My business turned three this week. After surviving the birth and subsequent sleepless nights of a new business, I’m excited to see what the next year will bring.
At this important milestone, I’ve decided to reflect on the things I’ve learned over the past three years. If you’re thinking of flying solo, or feeling panicked with a newborn business on your hands, I hope it helps.
1. Running your own business is hard. Not hard like deciding what to grab from the Cornucopia in the Hunger Games, but hard because there’s noone else to hold your hand. So you need to take complete responsibility for Every Single Thing You Do. This is both good and bad.
2. Having a good accountant, bookkeeper and financial planner will make all the difference. Pay up now, so you can have more later.
3. Don’t lower your rates for a client. Ever. It’s better to take a part-time job and build up your client base slowly than to get a reputation for being cheap.
4. Your systems and processes may evolve, but they need to exist. From sending a quote to paying an invoice, creating templates and processes will help you streamline your sales and allow you to focus on doing the work.
5. Trust your gut. The great thing about working for yourself is that you can choose not to work for the Crazy Ones. I can’t tell you how to spot the Crazy Ones, but you’ll soon learn. You’ll also learn that saying ‘no’ to these potential clients is less painful than the shame spiral of misery and regret they’ll cause.
6. You won’t make it in business if you don’t love what you do. And by love I mean work. On weekends, public holidays, 10 o’clock at night and 6 o’clock in the morning. If you expect to be successful at what you do without giving it everything you’ve got, then perhaps you’re better suited to full-time employment. Or you’re a mad genius and I want to know more.

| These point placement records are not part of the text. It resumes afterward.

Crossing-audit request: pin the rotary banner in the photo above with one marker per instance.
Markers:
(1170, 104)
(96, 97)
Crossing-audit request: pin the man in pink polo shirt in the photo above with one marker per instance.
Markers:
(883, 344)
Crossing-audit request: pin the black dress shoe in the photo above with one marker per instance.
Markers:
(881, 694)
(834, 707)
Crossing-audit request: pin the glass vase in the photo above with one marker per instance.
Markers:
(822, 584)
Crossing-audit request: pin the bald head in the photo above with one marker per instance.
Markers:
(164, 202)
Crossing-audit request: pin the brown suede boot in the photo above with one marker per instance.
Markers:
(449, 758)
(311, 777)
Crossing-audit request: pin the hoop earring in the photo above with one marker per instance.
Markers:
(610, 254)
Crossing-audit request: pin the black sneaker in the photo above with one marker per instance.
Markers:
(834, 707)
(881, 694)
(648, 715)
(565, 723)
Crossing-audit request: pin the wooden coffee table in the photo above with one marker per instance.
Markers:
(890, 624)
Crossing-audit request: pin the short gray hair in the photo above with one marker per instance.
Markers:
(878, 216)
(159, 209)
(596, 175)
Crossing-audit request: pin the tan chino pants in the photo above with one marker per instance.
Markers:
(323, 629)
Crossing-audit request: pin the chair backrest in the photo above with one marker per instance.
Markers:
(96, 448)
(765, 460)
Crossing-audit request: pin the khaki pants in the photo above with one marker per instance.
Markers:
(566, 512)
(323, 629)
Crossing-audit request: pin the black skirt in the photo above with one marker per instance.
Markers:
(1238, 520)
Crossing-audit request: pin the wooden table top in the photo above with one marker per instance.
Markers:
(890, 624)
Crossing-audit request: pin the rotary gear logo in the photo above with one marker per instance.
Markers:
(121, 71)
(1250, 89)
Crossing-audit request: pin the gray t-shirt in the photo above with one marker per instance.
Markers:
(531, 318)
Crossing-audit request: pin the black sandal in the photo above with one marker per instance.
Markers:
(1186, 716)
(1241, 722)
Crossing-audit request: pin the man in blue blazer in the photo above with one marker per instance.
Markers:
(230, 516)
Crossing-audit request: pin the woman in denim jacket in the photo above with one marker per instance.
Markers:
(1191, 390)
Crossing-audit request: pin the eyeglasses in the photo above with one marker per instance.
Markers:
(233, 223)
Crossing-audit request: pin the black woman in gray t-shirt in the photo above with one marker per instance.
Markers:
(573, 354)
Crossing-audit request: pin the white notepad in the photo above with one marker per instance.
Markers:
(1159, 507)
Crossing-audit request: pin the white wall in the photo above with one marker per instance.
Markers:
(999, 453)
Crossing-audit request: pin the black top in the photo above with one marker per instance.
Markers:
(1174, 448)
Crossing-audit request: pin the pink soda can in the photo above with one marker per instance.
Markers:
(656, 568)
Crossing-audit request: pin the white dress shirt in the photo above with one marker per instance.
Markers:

7. Like parenting (so they tell me), people who don’t have their own business won’t understand the challenges and joys of your day. Not really. So you need to find yourself a tribe of people who aren’t clients or anybody you’re trying to impress, and share. This isn’t networking, this is support. And it’s essential if you want to maintain your sanity.
8. Networking is fabulous, but only if you learn something new and meet someone different. If you don’t do both, it’s an expensive waste of time. And forget about spending hundreds every month to listen to famous people telling you how you should ‘believe in yourself’ and ‘never give up’ and other inspirational lessons. Inspiration does not pay the bills. Get back to work. And when you’re done, watch some nice videos on TED that will tell you exactly the same thing.
9. Perception is everything. Even if you’re at a BBQ with friends and someone asks what you do, make sure you sound professional and passionate about your work. You never know where you might find your next client.
10. Who you think your target audience is today, may not be that audience in three years. In fact, it probably won’t be. You’re very likely to be heading down a completely different path than the one you were walking down when you first started out. And you’ll probably be surprised at how grateful you are that you decided to head off that path in the first place.
Running my own business has been one of the most rewarding, creative, interesting and challenging things I’ve ever done. I hope you feel the same way.
How old is your business? Do you recognise these lessons, or have any of your own?